I went to the window and looked out at the screaming road below and the train tracks behind it. A place of biblical dust, its saving grace a crumbling train station to leave by for the sort of places where shoeshiners are born and everyday dirt gets recycled into nosebags for the poorer horses of the West.

‘Do you know a man called Bibhuti Nayak?’ I asked. ‘He breaks records.’

Harshad’s eyes shone again. Yes, he knew him. He put down my case to free his arms and give himself the room to express his pride at being in the man’s circle.

‘He is my friend. He is famous man, the Bruce Lee of Navi Mumbai. He lives very close to here. You are knowing him?’

‘Sort of. I’ve come to help him with his next record.’

Harshad rubbed his belly thoughtfully. ‘Ah yes, the new one. Everybody is hearing about this. I think it cannot be done.’

I was hurt. ‘Course it can be done. You know about his other records then?’

‘I have seen them all. BB is very strong man. This one I am not so sure. I am hoping for the best.’

‘He can do it. Anything’s possible. If that French bloke can eat a plane.’

Harshad was confused. I explained. There’s this Frenchman who ate a plane.

‘A jet?’

‘No, just a single-engine thing, you know, one with propellers. But he ate it. He dismantled it and then he ate it one piece at a time. He eats anything made out of metal, that’s his thing.’

Harshad grinned. It was the most brilliant thing he’d ever heard and I felt a twinge of pleasure at having been the one to tell him. ‘He must have a very strong stomach. And teeth also. I do not believe this. He would surely die.’

‘No, he did it. It’s on the internet, you can look it up.’

Harshad reflected on the news. He watched me unscrew the whisky bottle and brought two tumblers from the bedside table.

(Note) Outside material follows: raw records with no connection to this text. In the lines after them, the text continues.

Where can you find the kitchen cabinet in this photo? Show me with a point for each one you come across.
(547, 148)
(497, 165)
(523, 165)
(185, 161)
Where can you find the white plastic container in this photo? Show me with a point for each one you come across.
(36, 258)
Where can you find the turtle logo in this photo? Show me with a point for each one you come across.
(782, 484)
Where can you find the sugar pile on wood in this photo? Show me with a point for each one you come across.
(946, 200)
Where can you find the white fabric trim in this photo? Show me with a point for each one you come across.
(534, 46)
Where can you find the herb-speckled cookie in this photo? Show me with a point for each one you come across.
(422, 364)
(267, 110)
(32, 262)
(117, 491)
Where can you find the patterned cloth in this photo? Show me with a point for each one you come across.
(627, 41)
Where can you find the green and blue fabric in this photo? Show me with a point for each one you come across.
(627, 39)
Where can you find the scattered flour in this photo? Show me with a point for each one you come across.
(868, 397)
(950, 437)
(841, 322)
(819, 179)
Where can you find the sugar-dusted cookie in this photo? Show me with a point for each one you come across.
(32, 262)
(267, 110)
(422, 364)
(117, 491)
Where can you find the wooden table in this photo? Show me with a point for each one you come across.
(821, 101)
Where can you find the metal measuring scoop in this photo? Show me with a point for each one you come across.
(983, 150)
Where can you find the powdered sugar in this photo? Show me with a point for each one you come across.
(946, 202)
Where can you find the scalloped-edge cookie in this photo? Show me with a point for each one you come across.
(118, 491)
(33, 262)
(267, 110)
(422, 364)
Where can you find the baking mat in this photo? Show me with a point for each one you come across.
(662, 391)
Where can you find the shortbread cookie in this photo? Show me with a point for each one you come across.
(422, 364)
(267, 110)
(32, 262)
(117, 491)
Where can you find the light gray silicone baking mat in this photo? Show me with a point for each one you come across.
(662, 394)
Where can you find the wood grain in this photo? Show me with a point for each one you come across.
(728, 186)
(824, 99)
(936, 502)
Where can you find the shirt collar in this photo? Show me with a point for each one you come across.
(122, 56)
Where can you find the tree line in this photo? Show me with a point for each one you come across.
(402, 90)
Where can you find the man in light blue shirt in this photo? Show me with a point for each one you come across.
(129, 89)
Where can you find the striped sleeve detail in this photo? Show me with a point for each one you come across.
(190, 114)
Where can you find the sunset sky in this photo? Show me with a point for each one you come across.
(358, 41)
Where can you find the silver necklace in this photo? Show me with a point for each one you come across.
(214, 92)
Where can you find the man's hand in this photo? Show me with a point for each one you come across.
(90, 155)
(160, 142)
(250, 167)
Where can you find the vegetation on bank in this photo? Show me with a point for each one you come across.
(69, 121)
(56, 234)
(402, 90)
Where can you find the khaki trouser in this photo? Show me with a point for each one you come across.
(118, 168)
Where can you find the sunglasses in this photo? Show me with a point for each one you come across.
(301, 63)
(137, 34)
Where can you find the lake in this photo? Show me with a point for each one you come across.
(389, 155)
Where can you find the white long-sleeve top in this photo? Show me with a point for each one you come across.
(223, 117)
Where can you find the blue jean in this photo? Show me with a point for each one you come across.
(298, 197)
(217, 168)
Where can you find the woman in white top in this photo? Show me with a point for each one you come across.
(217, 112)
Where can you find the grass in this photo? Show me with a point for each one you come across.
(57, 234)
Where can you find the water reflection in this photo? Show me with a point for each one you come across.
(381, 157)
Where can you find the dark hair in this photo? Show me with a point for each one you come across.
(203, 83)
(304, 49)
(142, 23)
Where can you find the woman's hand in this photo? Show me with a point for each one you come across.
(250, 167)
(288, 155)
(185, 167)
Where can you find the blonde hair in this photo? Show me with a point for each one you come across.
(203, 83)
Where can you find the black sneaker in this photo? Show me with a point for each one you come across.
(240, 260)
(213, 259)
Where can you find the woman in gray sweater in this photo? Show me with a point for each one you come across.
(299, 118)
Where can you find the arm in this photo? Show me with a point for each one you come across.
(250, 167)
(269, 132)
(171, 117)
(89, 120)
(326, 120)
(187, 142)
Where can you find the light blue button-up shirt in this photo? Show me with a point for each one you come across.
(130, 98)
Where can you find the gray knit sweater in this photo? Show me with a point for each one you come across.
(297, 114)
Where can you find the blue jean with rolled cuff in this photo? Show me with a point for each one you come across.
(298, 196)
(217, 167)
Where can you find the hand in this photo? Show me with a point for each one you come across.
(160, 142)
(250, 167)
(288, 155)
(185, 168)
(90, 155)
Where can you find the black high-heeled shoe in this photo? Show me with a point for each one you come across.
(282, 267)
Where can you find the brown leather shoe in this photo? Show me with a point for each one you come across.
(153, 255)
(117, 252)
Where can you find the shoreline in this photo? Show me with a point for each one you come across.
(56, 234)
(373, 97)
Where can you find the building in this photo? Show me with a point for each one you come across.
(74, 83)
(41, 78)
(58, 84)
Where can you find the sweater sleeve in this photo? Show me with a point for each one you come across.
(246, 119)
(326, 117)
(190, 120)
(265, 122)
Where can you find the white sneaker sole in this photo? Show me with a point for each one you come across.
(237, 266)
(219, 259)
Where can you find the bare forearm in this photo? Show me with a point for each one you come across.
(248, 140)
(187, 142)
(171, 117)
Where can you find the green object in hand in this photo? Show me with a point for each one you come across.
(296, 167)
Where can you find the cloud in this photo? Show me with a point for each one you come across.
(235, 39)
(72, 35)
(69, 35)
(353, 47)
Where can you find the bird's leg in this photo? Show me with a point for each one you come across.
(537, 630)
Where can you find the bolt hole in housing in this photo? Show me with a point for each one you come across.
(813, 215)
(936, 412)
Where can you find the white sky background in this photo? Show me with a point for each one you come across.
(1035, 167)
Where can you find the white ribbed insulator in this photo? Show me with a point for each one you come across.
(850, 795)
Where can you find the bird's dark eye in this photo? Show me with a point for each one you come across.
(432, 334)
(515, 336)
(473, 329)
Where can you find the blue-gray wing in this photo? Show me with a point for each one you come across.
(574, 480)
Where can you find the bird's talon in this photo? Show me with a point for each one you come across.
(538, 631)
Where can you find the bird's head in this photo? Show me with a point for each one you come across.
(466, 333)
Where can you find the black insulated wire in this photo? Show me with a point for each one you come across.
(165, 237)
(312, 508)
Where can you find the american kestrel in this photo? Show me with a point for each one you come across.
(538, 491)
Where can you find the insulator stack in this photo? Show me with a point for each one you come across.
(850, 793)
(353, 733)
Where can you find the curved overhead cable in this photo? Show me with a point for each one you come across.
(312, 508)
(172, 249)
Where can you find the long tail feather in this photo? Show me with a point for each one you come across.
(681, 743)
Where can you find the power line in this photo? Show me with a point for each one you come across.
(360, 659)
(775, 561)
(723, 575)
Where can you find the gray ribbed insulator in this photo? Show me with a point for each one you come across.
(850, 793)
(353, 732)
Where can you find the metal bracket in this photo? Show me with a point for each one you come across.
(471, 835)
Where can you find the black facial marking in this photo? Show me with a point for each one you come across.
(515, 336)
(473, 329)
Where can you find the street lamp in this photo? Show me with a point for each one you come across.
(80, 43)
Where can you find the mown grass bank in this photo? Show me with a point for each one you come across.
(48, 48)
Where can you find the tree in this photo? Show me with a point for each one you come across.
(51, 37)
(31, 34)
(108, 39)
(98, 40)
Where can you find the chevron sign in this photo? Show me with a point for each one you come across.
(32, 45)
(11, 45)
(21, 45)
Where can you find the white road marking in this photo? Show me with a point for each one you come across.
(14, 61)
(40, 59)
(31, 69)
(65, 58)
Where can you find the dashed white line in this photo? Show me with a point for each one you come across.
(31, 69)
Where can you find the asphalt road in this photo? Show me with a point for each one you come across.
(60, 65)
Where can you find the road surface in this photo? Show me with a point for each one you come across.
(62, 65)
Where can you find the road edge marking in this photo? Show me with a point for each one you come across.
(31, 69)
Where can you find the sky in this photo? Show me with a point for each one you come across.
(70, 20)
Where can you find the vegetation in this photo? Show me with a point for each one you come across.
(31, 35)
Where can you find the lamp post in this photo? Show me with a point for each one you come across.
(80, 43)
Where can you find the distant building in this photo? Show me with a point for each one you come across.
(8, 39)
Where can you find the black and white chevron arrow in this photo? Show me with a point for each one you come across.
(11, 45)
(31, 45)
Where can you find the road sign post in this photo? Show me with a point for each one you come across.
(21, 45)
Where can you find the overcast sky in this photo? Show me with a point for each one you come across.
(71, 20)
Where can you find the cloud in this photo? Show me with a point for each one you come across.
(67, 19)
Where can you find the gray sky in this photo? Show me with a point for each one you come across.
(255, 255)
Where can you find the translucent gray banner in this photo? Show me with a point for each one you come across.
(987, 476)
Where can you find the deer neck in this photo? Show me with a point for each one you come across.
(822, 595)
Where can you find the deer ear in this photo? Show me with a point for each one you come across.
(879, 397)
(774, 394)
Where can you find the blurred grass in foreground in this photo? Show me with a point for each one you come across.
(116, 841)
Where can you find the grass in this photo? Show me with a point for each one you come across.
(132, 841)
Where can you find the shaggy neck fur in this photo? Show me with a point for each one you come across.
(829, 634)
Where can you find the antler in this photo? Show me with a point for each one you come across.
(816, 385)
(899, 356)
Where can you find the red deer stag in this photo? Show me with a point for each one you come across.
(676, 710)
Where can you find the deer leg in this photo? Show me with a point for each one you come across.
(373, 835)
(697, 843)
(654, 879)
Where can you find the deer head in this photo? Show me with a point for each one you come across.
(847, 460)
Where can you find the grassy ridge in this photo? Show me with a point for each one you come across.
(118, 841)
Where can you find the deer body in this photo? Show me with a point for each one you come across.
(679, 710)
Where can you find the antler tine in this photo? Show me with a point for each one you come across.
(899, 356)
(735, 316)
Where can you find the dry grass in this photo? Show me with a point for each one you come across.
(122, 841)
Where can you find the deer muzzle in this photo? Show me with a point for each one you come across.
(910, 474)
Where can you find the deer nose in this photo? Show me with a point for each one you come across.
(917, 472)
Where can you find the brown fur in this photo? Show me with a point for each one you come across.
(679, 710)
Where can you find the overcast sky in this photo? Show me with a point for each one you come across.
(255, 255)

He cleaned them on his shirt and left the pouring to me.

‘You will help him?’ he said.

‘That’s the plan. If he’ll let me.’

‘He knows you are coming?’

‘Not really.’

‘How will you convince him?’

‘I’ll tell him it’s my dying wish.’

‘You are dying?’

‘Probably.’

Harshad took a belt of the whisky and sucked it through his teeth. The booze seemed to spark a generosity he wasn’t used to feeling.

‘I will take you to him,’ he decided.

I didn’t know what else to do so I clinked glasses with him. We drank in silence. When he left I fell onto the clean white sheets and cried. It felt strange not hearing the sound of Ellen breathing beside me. I’d never left the country without her before. I was alone for the first time since I could remember and it felt like being born again into a body I’d already worn out.